The solution is not to avoid asking these questions all together. Clever question wording techniques aside, the key learning is to not take respondents’ answers too literally. It requires separating what people say from what people mean, what they would like to be from what they are. When done right this process can lead to breakthrough insights, as the team behind Persil’s Dirt is Good campaign found out.

The Steve Jobs conundrum

If market research can produce useful results, why did one of the greatest marketers of all time hate it? Actually, it is a big misconception that Steve Jobs rejected market research. When a 2011 lawsuit with Samsung forced Apple to reveal the details of its famously private research policy, the public got to see the truth: the company loves research.

Apple conducts quarterly surveys to understand why consumers buy iPhones and not Androids. It analyses which demographics are most satisfied with its products. It compares attitudes across different countries.

In other words, Steve Jobs was deeply concerned about what his consumers thought. In fact, that same year of the lawsuit Apple launched a series of successful innovations that directly addressed the findings in the research.

A key reason why consumers bought an iPhone was the ability to easily transfer music across multiple devices. Apple launched iCloud.

So when Steve Jobs said that “people don’t know what they want until you show it to them,” he wasn’t condemning all research but correctly noting its limitations. He realised that, although consumers can express pain points and needs, they are generally bad at imagining and predicting breakthrough innovations. After all, if they could, they wouldn’t just be consumers.

The limits of behavioural data

Apple has access to more behavioural data than most companies on earth. The fact it still invests time and money in understanding perceptions reveals an important point that is missed by a simplistic reading of market research: behavioural data has its own drawbacks.

For starters, just like claimed data, it can be inaccurate. Just because it’s observed it doesn’t mean it’s complete. Even something as seemingly objective as EPOS data is tainted by the fact that not all retailers (like Aldi & Lidl) are willing to share their figures.

More importantly, behavioural data is largely unable to reveal people’s needs and motivations. If a new soft drink is seeing a decline in sales, panel data can show you the rate of decline, but it can’t tell you why this is happening. Without asking people directly, it is hard to diagnose the problem and find a solution.

This isn’t to say that behavioural data is worthless, but that relying on it exclusively can lead you in the wrong direction. If the 2003 Tesco research team had looked at behaviour and nothing else, they would have seen that gluten free products were underperforming at their stores and potentially de-listed them.

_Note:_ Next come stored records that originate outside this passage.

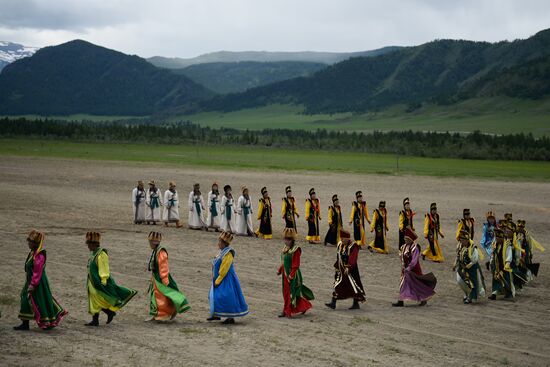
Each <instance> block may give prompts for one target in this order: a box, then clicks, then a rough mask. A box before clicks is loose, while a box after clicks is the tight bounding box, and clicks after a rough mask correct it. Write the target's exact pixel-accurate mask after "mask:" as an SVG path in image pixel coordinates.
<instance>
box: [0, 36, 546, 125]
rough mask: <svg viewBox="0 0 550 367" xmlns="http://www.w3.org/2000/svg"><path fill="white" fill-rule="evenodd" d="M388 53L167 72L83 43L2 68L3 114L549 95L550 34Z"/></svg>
mask: <svg viewBox="0 0 550 367" xmlns="http://www.w3.org/2000/svg"><path fill="white" fill-rule="evenodd" d="M381 50H383V51H381ZM381 50H375V51H374V53H370V54H367V55H364V54H363V55H353V57H350V58H347V59H345V60H343V61H339V62H335V63H331V64H330V65H328V64H329V63H330V62H329V61H327V60H328V59H327V58H325V59H324V60H325V61H324V62H320V63H319V62H318V63H314V62H312V60H311V59H310V60H308V61H297V60H287V61H284V62H283V61H275V59H274V58H271V59H270V61H265V62H260V61H257V60H256V61H245V62H243V61H239V60H237V61H234V62H228V61H229V59H227V58H226V59H225V61H226V62H207V63H203V64H201V65H197V64H195V65H190V66H187V67H185V68H179V69H172V70H170V69H167V68H166V66H163V67H156V66H154V65H153V64H152V63H150V62H148V61H147V60H146V59H143V58H140V57H138V56H134V55H126V54H123V53H120V52H117V51H114V50H109V49H106V48H103V47H100V46H96V45H93V44H91V43H88V42H85V41H80V40H76V41H71V42H68V43H65V44H62V45H58V46H52V47H46V48H43V49H40V50H39V51H37V52H36V53H35V54H34V55H33V56H31V57H25V58H22V59H20V60H17V61H15V62H13V63H11V64H10V65H8V66H7V67H5V68H4V70H3V71H2V72H1V73H0V90H1V91H2V93H1V94H0V114H9V115H15V114H29V113H34V114H42V115H52V114H74V113H88V114H103V115H150V114H156V113H164V114H166V113H182V112H183V113H194V112H197V111H236V110H241V109H245V108H253V107H259V106H266V105H270V104H296V105H300V106H303V107H304V108H305V112H306V113H312V114H313V113H336V112H365V111H377V110H381V109H384V108H388V107H390V106H392V105H397V104H405V105H409V106H410V108H415V106H419V105H422V104H423V103H437V104H452V103H455V102H458V101H462V100H465V99H469V98H476V97H484V96H511V97H517V98H530V99H536V98H544V97H546V96H548V95H549V94H550V87H549V86H550V30H544V31H541V32H539V33H537V34H535V35H534V36H532V37H530V38H527V39H523V40H515V41H512V42H509V41H502V42H497V43H488V42H473V41H465V40H436V41H432V42H428V43H425V44H422V45H419V46H412V47H399V48H395V47H394V48H388V49H381ZM268 54H271V53H268ZM275 54H277V55H280V54H284V53H275ZM329 54H330V53H329ZM211 55H214V54H211ZM231 55H233V54H231ZM253 55H256V53H253ZM258 55H264V56H265V53H261V52H260V53H257V55H256V56H258ZM330 55H333V54H330ZM241 56H242V55H241ZM271 56H273V55H271ZM348 56H349V55H348ZM258 57H259V56H258ZM203 60H206V59H204V58H203ZM149 61H151V60H149Z"/></svg>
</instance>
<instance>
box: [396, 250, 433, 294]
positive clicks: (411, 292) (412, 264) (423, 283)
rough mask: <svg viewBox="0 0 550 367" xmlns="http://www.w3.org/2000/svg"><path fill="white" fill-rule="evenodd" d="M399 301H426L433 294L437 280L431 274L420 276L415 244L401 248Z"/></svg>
mask: <svg viewBox="0 0 550 367" xmlns="http://www.w3.org/2000/svg"><path fill="white" fill-rule="evenodd" d="M400 257H401V282H400V286H399V300H400V301H416V302H420V301H426V300H428V299H430V298H431V297H432V296H433V295H434V294H435V290H434V289H435V286H436V284H437V279H436V277H435V276H434V275H433V274H432V273H428V274H422V268H421V267H420V263H419V262H418V260H419V259H420V246H418V244H417V243H416V242H413V243H412V244H410V245H407V244H405V245H404V246H403V247H402V248H401V254H400Z"/></svg>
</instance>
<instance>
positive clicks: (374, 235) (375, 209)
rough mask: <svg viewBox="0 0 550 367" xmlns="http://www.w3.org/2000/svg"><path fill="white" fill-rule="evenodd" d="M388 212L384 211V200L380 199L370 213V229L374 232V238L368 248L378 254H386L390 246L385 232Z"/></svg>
mask: <svg viewBox="0 0 550 367" xmlns="http://www.w3.org/2000/svg"><path fill="white" fill-rule="evenodd" d="M388 230H389V228H388V212H387V211H386V202H385V201H383V200H382V201H381V202H380V203H379V204H378V208H377V209H374V212H373V213H372V222H371V224H370V231H371V232H374V240H372V242H371V243H370V244H369V250H371V251H376V252H378V253H379V254H388V253H389V252H390V248H389V245H388V240H387V237H386V233H387V232H388Z"/></svg>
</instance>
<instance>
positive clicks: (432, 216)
mask: <svg viewBox="0 0 550 367" xmlns="http://www.w3.org/2000/svg"><path fill="white" fill-rule="evenodd" d="M440 236H441V238H445V236H444V235H443V232H441V224H440V222H439V214H438V213H437V204H436V203H432V204H431V205H430V212H429V213H427V214H426V216H425V217H424V238H426V239H427V240H428V247H427V248H426V249H425V250H424V251H422V259H424V260H426V258H428V260H431V261H434V262H443V261H445V257H443V252H442V251H441V247H440V246H439V237H440Z"/></svg>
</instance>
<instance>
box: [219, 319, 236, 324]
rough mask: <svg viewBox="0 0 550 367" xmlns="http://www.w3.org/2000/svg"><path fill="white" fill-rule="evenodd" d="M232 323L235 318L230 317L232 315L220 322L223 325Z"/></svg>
mask: <svg viewBox="0 0 550 367" xmlns="http://www.w3.org/2000/svg"><path fill="white" fill-rule="evenodd" d="M234 323H235V319H234V318H232V317H230V318H227V319H225V320H224V321H223V322H222V324H224V325H232V324H234Z"/></svg>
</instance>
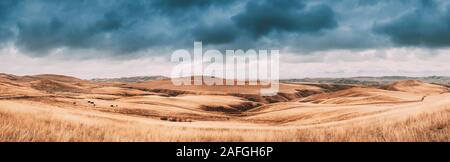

It was only through survey research they were able to see the whole picture: there was a big appetite for gluten free products, but consumers felt Tesco and other big retailers lacked the range of specialty shops. So rather than doing multiple trips, consumers preferred to purchase all their gluten free products from these smaller stores. Armed with this insight, Tesco launched their own Free From Range before their major competitors.